Oddly, the shop was empty of customers, except for us. All assistants were standing by their counters more like guards than salespeople. Normally they'd swarm over you in seconds, but not this time. I could even detect a hint of annoyance in the faces of one or two of them.
OK, so we looked like tourists, admittedly, but that never stopped them before. No-one was moving. We were rather pleased about that. We wandered around a little, from counter to counter.
All eyes were now on the doorway. I'm not tall, but a thickset man about my height and a woman who was surely his wife came through the entrance. A group of rather taller men walked in behind them. The man and his wife started looking at jewellery. The good stuff.
President Tito |
I was young and naïve, but I knew who it was. Everyone knew Tito in those days - at least, if you were a student of contemporary international relations, and I was. Feigning interest in another case of trinkets, I walked over for a closer look at him. You don't get chances to see memorable dictators from three metres away every day.
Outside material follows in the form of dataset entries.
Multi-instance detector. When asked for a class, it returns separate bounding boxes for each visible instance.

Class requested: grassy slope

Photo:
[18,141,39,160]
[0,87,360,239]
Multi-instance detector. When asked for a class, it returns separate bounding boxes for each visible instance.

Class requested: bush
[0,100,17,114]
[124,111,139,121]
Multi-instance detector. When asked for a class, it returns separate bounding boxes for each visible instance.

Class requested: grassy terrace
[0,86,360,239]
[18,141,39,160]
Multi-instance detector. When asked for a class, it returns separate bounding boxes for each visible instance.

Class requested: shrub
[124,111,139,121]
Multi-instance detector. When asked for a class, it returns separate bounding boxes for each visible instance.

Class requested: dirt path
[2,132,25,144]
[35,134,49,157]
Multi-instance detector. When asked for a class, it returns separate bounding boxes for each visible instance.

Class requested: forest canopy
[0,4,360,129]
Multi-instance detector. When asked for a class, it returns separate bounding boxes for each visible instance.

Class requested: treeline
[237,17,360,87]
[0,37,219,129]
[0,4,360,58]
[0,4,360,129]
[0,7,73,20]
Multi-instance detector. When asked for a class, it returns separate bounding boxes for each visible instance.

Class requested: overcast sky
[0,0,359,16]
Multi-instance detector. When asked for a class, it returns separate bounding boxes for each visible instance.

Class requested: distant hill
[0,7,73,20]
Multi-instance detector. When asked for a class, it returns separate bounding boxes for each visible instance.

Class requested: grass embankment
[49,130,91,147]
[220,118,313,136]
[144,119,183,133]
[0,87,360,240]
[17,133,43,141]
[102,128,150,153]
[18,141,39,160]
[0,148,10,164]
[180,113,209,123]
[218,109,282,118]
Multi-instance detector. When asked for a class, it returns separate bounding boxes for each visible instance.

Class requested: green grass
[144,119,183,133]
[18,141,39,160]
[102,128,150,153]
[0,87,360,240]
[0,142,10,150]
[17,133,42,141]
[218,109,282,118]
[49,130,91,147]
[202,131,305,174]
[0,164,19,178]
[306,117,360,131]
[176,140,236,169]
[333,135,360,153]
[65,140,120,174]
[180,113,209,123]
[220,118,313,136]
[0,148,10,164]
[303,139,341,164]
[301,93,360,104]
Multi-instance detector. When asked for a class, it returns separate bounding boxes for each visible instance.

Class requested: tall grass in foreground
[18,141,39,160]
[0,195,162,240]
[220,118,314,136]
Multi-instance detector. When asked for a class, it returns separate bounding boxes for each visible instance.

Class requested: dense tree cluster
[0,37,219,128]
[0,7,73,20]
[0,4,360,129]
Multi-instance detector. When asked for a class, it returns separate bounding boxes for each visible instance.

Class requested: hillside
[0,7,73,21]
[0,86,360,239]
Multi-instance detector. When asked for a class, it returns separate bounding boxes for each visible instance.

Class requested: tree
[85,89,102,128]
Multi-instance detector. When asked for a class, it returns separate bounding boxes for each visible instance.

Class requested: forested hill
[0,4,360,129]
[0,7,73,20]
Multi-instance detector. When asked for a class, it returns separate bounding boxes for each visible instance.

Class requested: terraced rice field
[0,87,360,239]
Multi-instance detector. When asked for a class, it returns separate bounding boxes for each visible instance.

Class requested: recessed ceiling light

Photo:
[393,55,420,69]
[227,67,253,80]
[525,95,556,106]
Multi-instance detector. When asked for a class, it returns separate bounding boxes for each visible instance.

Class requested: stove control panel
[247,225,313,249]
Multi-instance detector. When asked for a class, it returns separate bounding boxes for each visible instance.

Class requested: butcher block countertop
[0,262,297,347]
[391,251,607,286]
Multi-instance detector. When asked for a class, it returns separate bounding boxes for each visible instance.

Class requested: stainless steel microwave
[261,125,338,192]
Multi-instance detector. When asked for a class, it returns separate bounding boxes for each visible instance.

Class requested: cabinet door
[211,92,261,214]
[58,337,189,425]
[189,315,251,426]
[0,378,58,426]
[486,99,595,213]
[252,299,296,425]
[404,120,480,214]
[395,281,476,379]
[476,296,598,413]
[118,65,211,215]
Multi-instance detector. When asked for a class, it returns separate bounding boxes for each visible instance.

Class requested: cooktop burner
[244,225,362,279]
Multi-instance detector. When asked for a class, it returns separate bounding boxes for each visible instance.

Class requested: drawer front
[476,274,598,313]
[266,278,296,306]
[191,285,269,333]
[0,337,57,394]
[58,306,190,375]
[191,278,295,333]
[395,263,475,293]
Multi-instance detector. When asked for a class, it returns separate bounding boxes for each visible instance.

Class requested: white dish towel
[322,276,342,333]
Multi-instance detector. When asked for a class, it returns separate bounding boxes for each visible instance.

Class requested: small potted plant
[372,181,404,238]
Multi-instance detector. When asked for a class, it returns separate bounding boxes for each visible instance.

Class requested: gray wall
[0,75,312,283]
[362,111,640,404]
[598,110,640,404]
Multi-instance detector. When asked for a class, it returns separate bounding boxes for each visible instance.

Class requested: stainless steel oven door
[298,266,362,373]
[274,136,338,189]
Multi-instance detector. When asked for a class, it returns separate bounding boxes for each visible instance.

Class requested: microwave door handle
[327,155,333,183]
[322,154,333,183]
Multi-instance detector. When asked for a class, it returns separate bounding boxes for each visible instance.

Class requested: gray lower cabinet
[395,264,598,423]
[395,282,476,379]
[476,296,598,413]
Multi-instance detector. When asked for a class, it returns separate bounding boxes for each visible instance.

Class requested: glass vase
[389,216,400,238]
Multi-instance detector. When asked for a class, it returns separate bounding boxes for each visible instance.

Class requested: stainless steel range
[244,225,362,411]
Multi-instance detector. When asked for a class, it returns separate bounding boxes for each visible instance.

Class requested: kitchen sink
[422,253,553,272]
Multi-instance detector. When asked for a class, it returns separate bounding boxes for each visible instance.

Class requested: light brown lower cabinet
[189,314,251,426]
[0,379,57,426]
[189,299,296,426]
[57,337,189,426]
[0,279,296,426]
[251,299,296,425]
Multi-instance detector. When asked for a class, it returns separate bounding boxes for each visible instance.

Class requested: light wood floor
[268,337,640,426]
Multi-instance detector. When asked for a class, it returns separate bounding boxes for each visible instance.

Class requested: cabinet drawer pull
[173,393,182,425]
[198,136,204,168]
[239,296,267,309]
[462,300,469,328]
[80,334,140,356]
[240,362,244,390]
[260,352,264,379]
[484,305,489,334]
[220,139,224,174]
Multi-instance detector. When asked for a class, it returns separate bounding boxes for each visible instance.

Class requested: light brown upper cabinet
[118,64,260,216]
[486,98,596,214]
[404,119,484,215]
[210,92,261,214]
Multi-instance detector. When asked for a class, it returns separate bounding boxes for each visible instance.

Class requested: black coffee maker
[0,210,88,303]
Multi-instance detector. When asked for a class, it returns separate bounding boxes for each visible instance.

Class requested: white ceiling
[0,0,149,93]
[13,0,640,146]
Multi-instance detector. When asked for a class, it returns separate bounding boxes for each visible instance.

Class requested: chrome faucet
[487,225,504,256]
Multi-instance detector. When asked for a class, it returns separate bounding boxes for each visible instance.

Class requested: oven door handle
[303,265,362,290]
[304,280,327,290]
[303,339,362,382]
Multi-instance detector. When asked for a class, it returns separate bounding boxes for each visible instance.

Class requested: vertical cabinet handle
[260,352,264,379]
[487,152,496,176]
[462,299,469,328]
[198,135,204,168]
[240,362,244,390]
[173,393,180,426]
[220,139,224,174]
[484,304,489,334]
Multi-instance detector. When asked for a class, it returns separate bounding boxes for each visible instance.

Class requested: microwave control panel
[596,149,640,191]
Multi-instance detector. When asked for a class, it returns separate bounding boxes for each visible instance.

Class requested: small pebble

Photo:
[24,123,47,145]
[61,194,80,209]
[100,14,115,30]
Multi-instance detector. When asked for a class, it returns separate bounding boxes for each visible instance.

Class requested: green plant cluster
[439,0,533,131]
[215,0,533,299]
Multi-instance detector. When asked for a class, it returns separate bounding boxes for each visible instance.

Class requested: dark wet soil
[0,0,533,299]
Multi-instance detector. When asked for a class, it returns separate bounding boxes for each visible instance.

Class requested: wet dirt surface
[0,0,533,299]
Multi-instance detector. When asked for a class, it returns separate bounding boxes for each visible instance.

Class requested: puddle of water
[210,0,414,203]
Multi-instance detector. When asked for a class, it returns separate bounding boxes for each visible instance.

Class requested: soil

Tito turned his head and looked at me directly, neither with good humour nor aggressively. I do remember his eyes though. He wasn't a man you would want to cross. A phalanx of bodyguards intercepted me, watching my every move minutely, barring my way. I'm rather glad I didn't put my hand in my pocket for a handkerchief or anything.
"Let's get out of here," I said. "This is probably the only place in India where you can't get served!"
Not that I was buying anything like they were selling Tito's wife. The elegantly sari-clad memsahibs at their counters looked relieved at our departure. How we were allowed in at that time I'll never know.
But one thing's for sure. Security, even for dictators thousands would gleefully have run a knife through, and even on an unscheduled visit to buy some jewellery for his lady, was an awful lot different forty years ago from what it is today.
But one thing's for sure. Security, even for dictators thousands would gleefully have run a knife through, and even on an unscheduled visit to buy some jewellery for his lady, was an awful lot different forty years ago from what it is today.